2018年8月27日月曜日

もう一歩進める:MIT App Inventorで人工知能体験

 オープンキャンパスでは、スマホを使ったAI(人工知能)アプリの開発体験をしました。とても好評で良かったのですが、さらにもう一歩進めることを検討してみます。この体験は、スマホで撮影した物の画像をMicrosoftのImage Recognizerに送って、その認識結果を利用するというものでした。この場合、ニューラルネットワークを使った学習(training)そのものには、受講生は全く関わっていません。そこんところに少し入り込みたいです。

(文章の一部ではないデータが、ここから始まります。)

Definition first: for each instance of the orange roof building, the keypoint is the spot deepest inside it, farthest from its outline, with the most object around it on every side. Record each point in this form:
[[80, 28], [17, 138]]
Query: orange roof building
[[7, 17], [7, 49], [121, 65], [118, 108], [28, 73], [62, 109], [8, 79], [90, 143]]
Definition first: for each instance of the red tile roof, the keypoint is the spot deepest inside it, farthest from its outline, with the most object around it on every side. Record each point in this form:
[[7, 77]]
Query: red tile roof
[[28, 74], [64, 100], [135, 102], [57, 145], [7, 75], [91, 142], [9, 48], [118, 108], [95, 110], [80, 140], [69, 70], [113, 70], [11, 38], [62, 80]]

 つまり、自分自身のモデルを用意して(分類したい画像などを収集し)、学習させ、その結果のニューラルネットワークを使って、認識テストしたい、ということです。でも、そうなれば少なくとも、いくらのコード(Tensorflowを使う場合は数十行程度、Kerasを使うと十数行程度)は書く必要があります。また、SonyのNeural Network Consoleを使うとコーディングは不要ですが、ニューラルネットワークの構成を理解してそれを(ビジュアルに)与える必要があります。

 そういうことすらせずに、自分のモデルを使ったAI体験ができれば、初心者には非常に良いのではないか。実は、それをやっているプロジェクトが英国にすでにありました。一度ご紹介したことがあますが、以下のサイトです。

Deep Learning for Kids
https://machinelearningforkids.co.uk/#!/about

 タイトルは、for Kidsとあるのですが、大人が(情報工学科の教員でも)やってもたいへん面白く、ちょっとした実用性も感じられます。さっそくやってみましょう。ここでは、AIとして最も基本的な、教師あり学習による画像認識をやります。

5種類のコインを識別する問題

対象は何でもいいです。各自用意してください。できれば、3種類〜5種類くらいのもので、それぞれ10個以上の個体があるものが望ましいです。私の場合は、かって欧州出張した際に持ち帰った幾つかのコインの識別を行うことにしました。

5種類のコインの識別をやってみよう
 上記に記したURLへ行って(ユーザ登録は必要)、ブラウザだけで以下を行えます。コーディングはありません!

Step1:5つラベル(コインの名称)を用意し、コイン画像を設定
 コインは5種類あります。それぞれ何枚かのコインがあります。適宜とりだし(表裏や配置角度はランダムで)撮影して、その画像をラベルのフォルダに入れます。ここでは、各ラベルごとに20枚の画像を用意しました。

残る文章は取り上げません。